OAKLAND -- Warriors coach Mark Jackson, frustrated during a timeout, yelled and pushed point guard Stephen Curry.
No, Jackson didn't go Bobby Knight on Curry in Golden State's victory over Detroit on Wednesday. Jackson was demonstrating to the officials how they were allowing Curry to be handled.
The book on Curry, the most feared of the Warriors, is to be physical with him. So opponents, especially since Curry scored 54 points against the New York Knicks last month, have been especially hands-on while guarding him.
The defense-oriented Chicago Bulls undoubtedly will take a similar approach when they visit Oracle Arena on Friday.
"It is the game plan, and that's not going to change," Jackson said. "He's a heck of a basketball player. He's going to get to a point where they're not going to allow it, and he's going to be called properly. But for some reason or another, guys are being allowed to put hands on him."
Curry said he has noticed an uptick in the physical play. Opponents are putting bigger, more athletic players on him. They are aggressively trapping him. They grab, hold and bump as much as they can get away with.
It's the new reality for Curry, considered by many to be the league's best shooter.
"I'm not the biggest frame, but I'm strong and can handle my own," Curry said. "I'm not going to back down from it. I've got to play through it, because you can never rely on the whistle."
Jackson, who played
Jackson said Curry is getting better at dealing with the physical defenses. But he also said the Warriors needed to make a few adjustments.
First, Curry needs to do a better job of selling the contact.
Jackson and Curry stopped short of calling it flopping. But Curry said the shiftiness he uses to create space works against him sometimes. He said instead of avoiding or countering the contact, he needs to get better at sticking to his course so being knocked off it becomes more obvious.

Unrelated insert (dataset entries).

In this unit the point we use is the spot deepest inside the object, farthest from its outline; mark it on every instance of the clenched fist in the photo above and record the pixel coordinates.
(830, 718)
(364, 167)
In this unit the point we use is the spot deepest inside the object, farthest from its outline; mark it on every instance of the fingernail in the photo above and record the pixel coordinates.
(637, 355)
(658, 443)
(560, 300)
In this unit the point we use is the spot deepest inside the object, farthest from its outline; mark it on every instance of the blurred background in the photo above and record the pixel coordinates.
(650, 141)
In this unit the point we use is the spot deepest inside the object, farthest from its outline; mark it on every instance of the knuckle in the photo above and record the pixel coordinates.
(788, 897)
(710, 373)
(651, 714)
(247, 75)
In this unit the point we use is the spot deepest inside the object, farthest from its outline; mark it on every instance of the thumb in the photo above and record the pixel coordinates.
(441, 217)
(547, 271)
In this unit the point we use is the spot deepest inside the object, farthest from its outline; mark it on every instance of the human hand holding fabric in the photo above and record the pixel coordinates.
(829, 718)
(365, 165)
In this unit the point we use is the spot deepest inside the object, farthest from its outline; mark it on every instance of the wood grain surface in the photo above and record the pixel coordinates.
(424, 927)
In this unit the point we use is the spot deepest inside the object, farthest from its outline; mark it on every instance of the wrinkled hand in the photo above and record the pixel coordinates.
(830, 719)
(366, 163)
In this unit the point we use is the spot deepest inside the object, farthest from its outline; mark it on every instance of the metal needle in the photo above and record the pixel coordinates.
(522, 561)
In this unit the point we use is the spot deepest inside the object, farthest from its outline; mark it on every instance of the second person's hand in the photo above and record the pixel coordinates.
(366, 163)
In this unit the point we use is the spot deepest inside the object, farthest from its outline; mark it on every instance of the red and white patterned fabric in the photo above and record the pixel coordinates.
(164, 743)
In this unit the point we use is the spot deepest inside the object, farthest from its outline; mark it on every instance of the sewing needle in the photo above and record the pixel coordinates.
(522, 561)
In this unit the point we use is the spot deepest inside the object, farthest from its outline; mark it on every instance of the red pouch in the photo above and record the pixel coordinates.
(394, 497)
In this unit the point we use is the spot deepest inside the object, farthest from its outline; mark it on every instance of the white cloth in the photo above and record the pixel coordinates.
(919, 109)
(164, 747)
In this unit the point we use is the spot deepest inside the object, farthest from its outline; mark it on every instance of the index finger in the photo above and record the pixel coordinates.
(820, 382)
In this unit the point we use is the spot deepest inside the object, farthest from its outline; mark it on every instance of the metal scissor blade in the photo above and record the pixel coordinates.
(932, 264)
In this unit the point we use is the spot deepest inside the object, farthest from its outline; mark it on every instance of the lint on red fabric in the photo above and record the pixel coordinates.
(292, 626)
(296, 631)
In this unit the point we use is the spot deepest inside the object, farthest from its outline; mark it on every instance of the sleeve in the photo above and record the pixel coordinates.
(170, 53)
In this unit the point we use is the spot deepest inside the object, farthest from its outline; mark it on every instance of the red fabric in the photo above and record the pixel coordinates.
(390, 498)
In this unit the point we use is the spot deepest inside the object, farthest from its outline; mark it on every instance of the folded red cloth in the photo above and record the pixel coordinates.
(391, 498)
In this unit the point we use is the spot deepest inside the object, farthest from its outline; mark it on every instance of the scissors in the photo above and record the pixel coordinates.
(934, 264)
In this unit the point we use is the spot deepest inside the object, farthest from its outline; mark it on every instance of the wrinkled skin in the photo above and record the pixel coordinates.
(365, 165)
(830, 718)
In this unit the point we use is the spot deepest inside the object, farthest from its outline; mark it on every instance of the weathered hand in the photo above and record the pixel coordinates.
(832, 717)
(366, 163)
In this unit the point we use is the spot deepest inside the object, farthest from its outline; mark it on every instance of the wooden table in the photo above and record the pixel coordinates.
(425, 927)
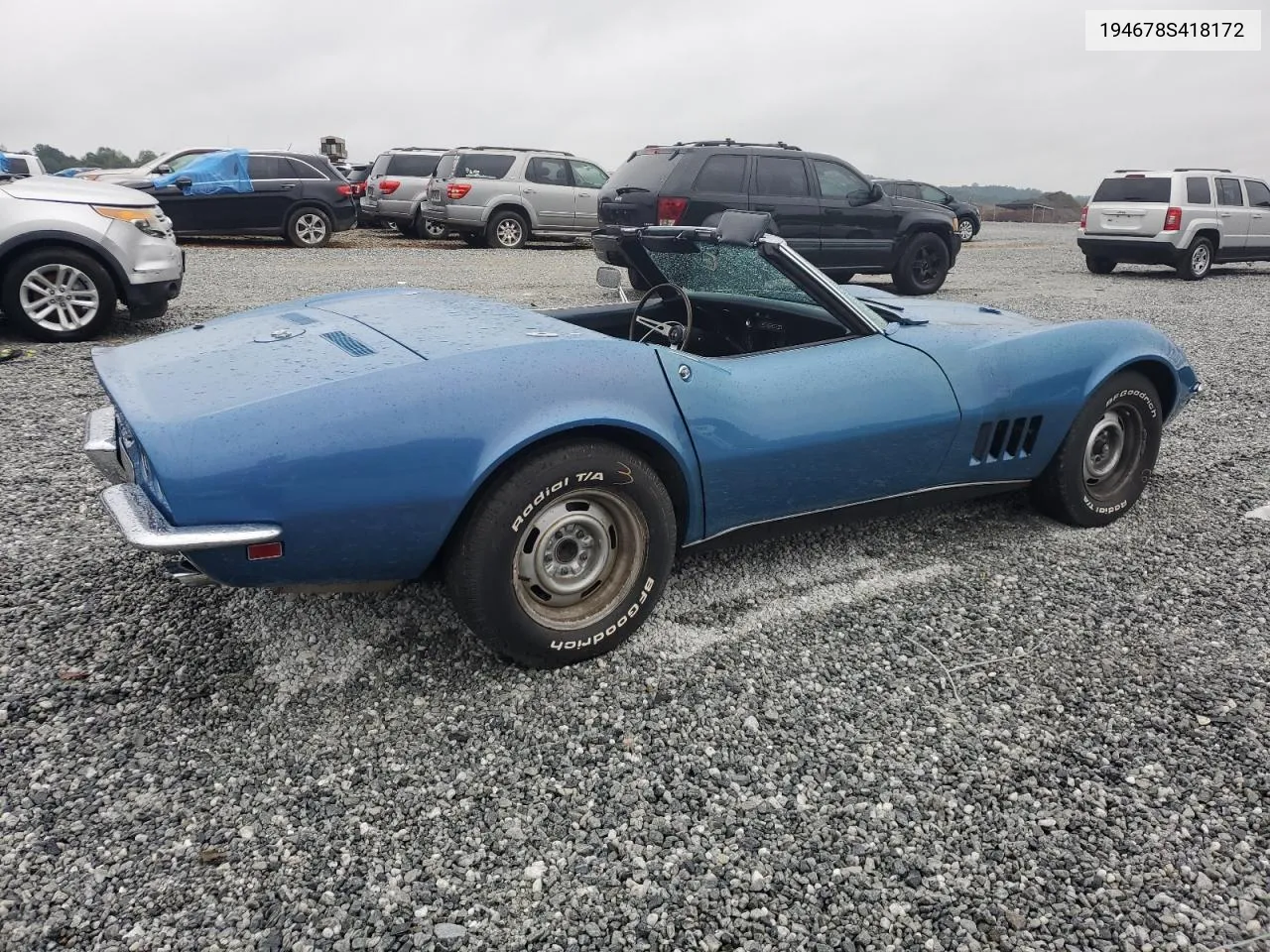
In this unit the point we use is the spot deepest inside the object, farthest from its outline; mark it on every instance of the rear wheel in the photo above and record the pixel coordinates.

"I think he's taking it and making it look at times like it's nothing," Jackson said. "Sometimes you've got to sell that it is (something). You think that they see it, but maybe they don't. So rather than playing through it, you've got to sell it. I'm not going to go to the extent of some of these guards who fling their head back and fling their bodies back and get the call. But he's got to let it be known there is contact on plays."
Both said the ability to sell contact is in the repertoire of the league's great scorers. That is the next part of Curry's development, drawing fouls and getting to the free-throw line more, making opponents pay for playing him so tight. His 3.8 free throws per game are the fewest of the top 15 scorers in the league.
Curry said he also has to remind himself to slow down. Since the 54-point game, he has totaled 31 turnovers in eight games, the fifth most in the NBA in that span.
"At times I think I've struggled a little bit just trying to go too fast," Curry said. "They try to speed you up by getting physical, and you think you are under pressure and start to rush. That's one thing that I can consciously check myself on in the game, making sure I slow down and be confident if I make my move I can get to my spot."
Jackson said there was one more thing that can offset the physical play.
"If I'm his teammate, I'm not going to allow it," Jackson said. "So I'm going to nail somebody and get them off him. So we'll get better at that also."
While Jackson said he expects referees to start seeing how Curry is being handled, he also said this is more like playoff basketball and will be beneficial in the postseason.
Certainly Curry would become a much more lethal threat against physical defenses, especially in the half court. Especially when he is playing off the ball, when he has to deal with physical defenses even more.
"We've seen that when he's at his best, it doesn't matter what you try to do," Jackson said. "He's that good that I don't think there's an answer. But there is certainly an attempt to try to cool him off. (Be physical with him is) what the data shows, which we're fine with. We understand, and he'll continue to get better."